“I know,” Bas replied, his tone gentle. “It is the truth, though. I’m not spinning some crap story to try and get in your pants, either. The details of your mind palace library, the fact you can create a pocket dimension in the astral, the way you can shift into a hawk there… I’ve only known one other magician that could do that.”
“And who’s that?” she asked.
Bas shrugged. “Me.”
Bridget chewed her lip, thinking back to all the questions she had from her day of researching. “What else can you do?”
“Give me one of those chips, and I will tell you,” Bas replied. It was the grin that made her give in and pass him one. Damn, he was gorgeous. The crazy ones were always hot.
Bas made a point of eating the chip before answering her question. “My magic is multi-disciplinary mind magic. Astral projection, telekinesis, telepathy, dream walking…”
“Woah, telepathy?” Bridget asked.
Telepathy was one of the first abilities I had,he replied straight into her head.
Bridget jolted and pulled up a mental brick wall. Bas leaned back in his chair and laughed.
“Oh, yeah, you’re definitely a magician. You barely had to think about putting that mental shield up. Which begs the question of why you have no wards set up about your little library dimension in the astral,” he said, still smiling.
Bridget looked at her fish and chips. “I don’t know how. I didn’t even know what I was doing with my mental library was anything unique. Or that it was in the astral at all.”
“I can teach you some things if you want to learn. As I said, you’re the only person I’ve met who can manipulate the astral like me.”
Bridget looked up. “Really? Aren’t you like the fae royal family or some shit? The fae would have heaps of magical people.”
“I’ve met a few who can dream walk like my Auntie Quinn and others who have telepathy. None of them have been able to walk in the astral like you. It’s why I wanted to find you so much.” Red tinged his cheeks, and Bridget felt her hard insides soften. Just a little.
“How did you find yourself in the astral anyway?” he asked.
“I had…a bad childhood. I learned how to dissociate early on. And let’s leave it at that,” she said. She couldn’t deal with possible magic and talking about her past all in one date. Not that it was a date. She didn’t think. Was it?
“I’m sorry to hear that about your childhood,” Bas replied. He sounded genuine and didn’t do anything like try to take her hand. She really hated it when people did that. “I understand, though. Trauma made me reach the astral the first time too.”

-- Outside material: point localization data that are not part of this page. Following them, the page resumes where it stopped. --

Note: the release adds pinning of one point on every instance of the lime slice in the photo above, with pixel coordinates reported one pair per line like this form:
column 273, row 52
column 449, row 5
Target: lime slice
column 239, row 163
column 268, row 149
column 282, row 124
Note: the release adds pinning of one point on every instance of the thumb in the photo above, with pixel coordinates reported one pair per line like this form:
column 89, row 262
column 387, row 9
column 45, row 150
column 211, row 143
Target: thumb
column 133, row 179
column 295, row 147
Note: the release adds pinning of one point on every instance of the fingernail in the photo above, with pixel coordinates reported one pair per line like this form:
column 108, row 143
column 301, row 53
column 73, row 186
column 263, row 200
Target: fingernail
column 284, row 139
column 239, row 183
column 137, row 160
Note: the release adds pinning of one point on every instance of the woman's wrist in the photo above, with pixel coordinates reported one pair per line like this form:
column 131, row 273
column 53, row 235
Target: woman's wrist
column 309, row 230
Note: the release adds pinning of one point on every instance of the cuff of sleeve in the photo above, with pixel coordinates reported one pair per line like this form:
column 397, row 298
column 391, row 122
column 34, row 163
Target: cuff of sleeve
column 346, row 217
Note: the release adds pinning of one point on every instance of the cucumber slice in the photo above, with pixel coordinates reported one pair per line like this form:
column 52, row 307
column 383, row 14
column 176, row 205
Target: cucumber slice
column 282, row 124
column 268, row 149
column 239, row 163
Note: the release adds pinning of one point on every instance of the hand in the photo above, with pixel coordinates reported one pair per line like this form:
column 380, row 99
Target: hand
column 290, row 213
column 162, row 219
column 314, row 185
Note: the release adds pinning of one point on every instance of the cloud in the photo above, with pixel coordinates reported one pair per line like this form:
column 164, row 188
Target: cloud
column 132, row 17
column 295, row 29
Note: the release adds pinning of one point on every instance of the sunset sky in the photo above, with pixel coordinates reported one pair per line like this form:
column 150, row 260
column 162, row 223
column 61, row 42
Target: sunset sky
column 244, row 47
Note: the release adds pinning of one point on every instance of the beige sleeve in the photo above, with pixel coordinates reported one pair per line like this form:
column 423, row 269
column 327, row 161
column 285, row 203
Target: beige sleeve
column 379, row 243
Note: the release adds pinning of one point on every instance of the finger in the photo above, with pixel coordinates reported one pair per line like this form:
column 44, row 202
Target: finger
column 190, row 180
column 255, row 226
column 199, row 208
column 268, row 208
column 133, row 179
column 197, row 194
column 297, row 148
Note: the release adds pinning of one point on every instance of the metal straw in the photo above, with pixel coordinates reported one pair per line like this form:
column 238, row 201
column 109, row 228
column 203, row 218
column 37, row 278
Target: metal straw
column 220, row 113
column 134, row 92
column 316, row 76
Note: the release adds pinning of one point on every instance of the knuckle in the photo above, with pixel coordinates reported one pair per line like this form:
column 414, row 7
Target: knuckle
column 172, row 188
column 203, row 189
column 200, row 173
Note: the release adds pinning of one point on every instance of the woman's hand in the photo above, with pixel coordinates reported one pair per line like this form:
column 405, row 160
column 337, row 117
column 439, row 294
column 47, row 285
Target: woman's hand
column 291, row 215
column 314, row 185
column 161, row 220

Bridget studied his face, searching for a lie that wasn’t there. “Really?”
“Yeah. And I don’t want to talk about it either.”
She nodded. “Fair.”
Bas got up and went to talk to one of the barristers and came back with a borrowed pen. “I’m going to sketch you a sigil that you can draw under your bed. It will act as a ward until you learn how to create your own.”
Bridget watched as he began to scribble on a napkin. She leaned over the table, fascinated. He had good hands, she couldn’t help but notice.
“Why are you helping me?” she asked.
“That shadow creature we saw in the library is dangerous. I chased it off, but I know it will be back. I don’t know what it is, but I know it wanted to feed off your consciousness,” Bas said, his hands not stopping his sketching. “You are exposed to it, and worse, and I’ll sleep better at night knowing you have some protection.”
Bridget pulled at the sleeve cuff of her shirt. “Why do you care? You don’t know me.”
“But I want to, and I can only do that if you’re alive,” Bas replied. “You are unique. I like that. Most people aren’t.”
“Do you…” Bridget struggled, not knowing how to say what she wanted to without it coming out horrible. “Do you find normal people hard? Being around them and stuff?”
“Yeah, I do. I play the game, wear the mask, but I know they won’t ever really get me. I don’t understand them either, if I am being honest.” Bas looked up from the design on the napkin. “It helps if they have magic and understand how weird it can be. I was raised with magicians, so I am lucky that way, but it’s hard to explain to anyone what we are—whowe are—when we spend so much of our lives in our heads, looking at worlds no one else will ever be able to see.”
Bridget nodded, her heart hurting. That was exactly the feeling she always had too. She was nervous, but she forced it down. “I need to process all of this. I think you can understand that?”
“I do. That’s why I’m not going to explain what this sigil does, just give it to you,” Bas replied and put it on the table between them. Giving her the choice of whether or not to take it.